Será que nos falta mesmo fibra? Muitos fabricantes estão a anunciar produtos com fibra extra.
Para que a fibra ajude o metabolismo, tem de estar presente na sua forma original. Existe um bom estudo da década de 1970 que demonstra este facto. Nele, os investigadores fizeram com que as pessoas testadas comessem maçãs – na sua forma natural, em puré e em sumo. A quantidade de açúcar que consumiram foi a mesma nos três grupos. Mas quando se morde uma maçã, o corpo tem primeiro de quebrar uma estrutura de fibra intacta para chegar ao açúcar. Isto leva tempo. No puré e no sumo, esta estrutura já foi destruída e o nível de açúcar no sangue aumenta muito rapidamente.
Devido ao processamento intensivo consumimos mais energia. Esta tese pode ser cientificamente comprovada?

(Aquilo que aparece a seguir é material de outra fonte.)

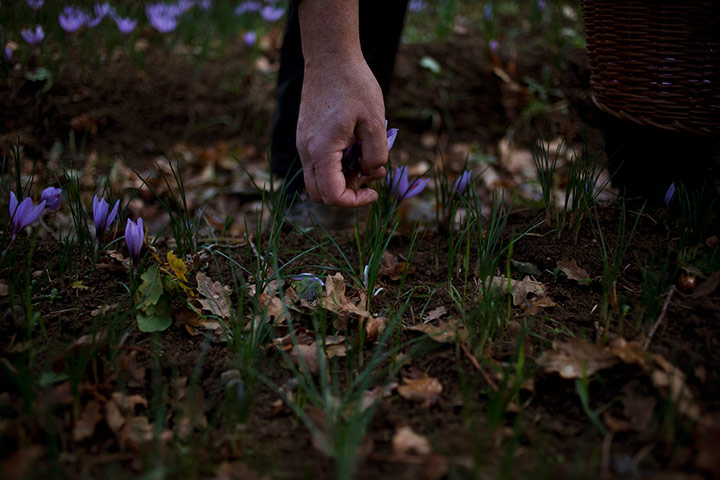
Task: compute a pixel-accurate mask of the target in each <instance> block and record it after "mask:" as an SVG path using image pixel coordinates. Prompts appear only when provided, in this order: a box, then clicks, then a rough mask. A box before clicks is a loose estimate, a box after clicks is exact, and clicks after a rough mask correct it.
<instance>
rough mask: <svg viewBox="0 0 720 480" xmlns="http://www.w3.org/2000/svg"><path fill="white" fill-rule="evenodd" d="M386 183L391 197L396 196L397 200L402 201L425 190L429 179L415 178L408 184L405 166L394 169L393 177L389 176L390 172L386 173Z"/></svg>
mask: <svg viewBox="0 0 720 480" xmlns="http://www.w3.org/2000/svg"><path fill="white" fill-rule="evenodd" d="M387 181H388V185H389V186H390V190H391V192H392V193H393V195H396V196H397V197H398V199H399V200H404V199H406V198H410V197H414V196H415V195H417V194H418V193H420V192H422V191H423V190H425V187H427V184H428V182H429V181H430V179H429V178H426V179H419V178H416V179H415V180H413V181H412V182H408V178H407V166H402V167H399V168H396V169H395V175H393V176H390V172H388V175H387Z"/></svg>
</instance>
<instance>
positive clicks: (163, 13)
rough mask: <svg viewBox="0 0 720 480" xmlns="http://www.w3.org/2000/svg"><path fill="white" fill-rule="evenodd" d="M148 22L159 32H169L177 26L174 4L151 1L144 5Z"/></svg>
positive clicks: (166, 32) (165, 32)
mask: <svg viewBox="0 0 720 480" xmlns="http://www.w3.org/2000/svg"><path fill="white" fill-rule="evenodd" d="M145 14H146V15H147V17H148V21H150V24H151V25H152V26H153V28H155V30H157V31H158V32H160V33H169V32H172V31H173V30H175V28H177V20H178V18H177V17H178V15H177V10H176V8H175V6H170V5H166V4H164V3H151V4H150V5H148V6H147V7H145Z"/></svg>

Existe um estudo informativo dos EUA sobre este assunto. Kevin Hall, do National Institutes of Health (NIH), dividiu vinte indivíduos em dois grupos. Um grupo comeu alimentos frescos e saudáveis durante duas semanas. O segundo grupo, por outro lado, consumiu hambúrgueres industriais e refrigerantes do supermercado. As refeições frescas e as altamente processadas continham a mesma quantidade de gordura, açúcar e proteínas, bem como o mesmo número de calorias. Após quatro semanas, ficou claro que aqueles que comeram alimentos ultraprocessados consumiram 500 calorias a mais por dia. É exatamente assim que os alimentos ultraprocessados conduzem à obesidade.
Isso parece alarmante, mas o estudo é pequeno. O resultado pode ser generalizado?

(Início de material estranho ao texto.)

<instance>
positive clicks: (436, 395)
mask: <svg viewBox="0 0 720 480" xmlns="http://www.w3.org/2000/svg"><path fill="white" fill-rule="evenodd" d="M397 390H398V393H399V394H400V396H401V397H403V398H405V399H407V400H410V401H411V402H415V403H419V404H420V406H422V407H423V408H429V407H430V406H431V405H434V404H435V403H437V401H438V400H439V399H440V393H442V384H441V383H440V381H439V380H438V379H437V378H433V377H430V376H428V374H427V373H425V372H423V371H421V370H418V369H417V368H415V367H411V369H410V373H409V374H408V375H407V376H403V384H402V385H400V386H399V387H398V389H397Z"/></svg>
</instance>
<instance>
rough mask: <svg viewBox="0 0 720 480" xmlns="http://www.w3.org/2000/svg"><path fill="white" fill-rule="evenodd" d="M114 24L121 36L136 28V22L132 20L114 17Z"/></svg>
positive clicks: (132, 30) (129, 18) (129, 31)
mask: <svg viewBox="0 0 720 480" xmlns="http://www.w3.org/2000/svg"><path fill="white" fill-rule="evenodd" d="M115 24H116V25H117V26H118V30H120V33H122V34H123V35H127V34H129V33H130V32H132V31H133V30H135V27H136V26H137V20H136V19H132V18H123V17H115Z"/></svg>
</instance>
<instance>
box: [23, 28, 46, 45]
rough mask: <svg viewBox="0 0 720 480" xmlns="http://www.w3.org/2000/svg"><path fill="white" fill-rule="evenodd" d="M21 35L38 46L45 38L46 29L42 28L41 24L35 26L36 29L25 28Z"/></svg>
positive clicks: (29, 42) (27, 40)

Atualmente, existem inúmeros estudos epidemiológicos e centenas de estudos laboratoriais que demonstram a nocividade dos alimentos ultraprocessados. São tão fiáveis como a investigação que nos mostrou que fumar provoca o cancro. Assim, o estudo de Hall é apenas uma prova entre muitas outras. Mas, ao mesmo tempo, empresas como a Coca-Cola, a Nestlé e a Mondelez estão a investir muito dinheiro em estudos nutricionais realizados por institutos de investigação de renome. As conclusões desses estudos geralmente minimizam os riscos.
Como podemos reduzir o consumo de alimentos transformados?
Em primeiro lugar, não é uma questão de falta de força de vontade. As pessoas que sofrem de excesso de peso são vítimas de uma indústria cujo objetivo é o crescimento financeiro constante. Em muitas cidades, as pessoas estão constantemente rodeadas de estabelecimentos de fast food e de alimentos ultraprocessados. Não há nada que possa ser feito em relação a isso. Mas o que ajuda muitas pessoas é olharem conscientemente para a lista de ingredientes e para as indicações dos alimentos ultraprocessados. Quando se sabe o que se esconde por detrás de aditivos que parecem inofensivos, o nojo instala-se rapidamente – e deixa-se de os comer.
E se isso não resultar?
Se tem um comportamento viciante quando se trata de refeições prontas, o meu conselho é evitá-las sem exceção.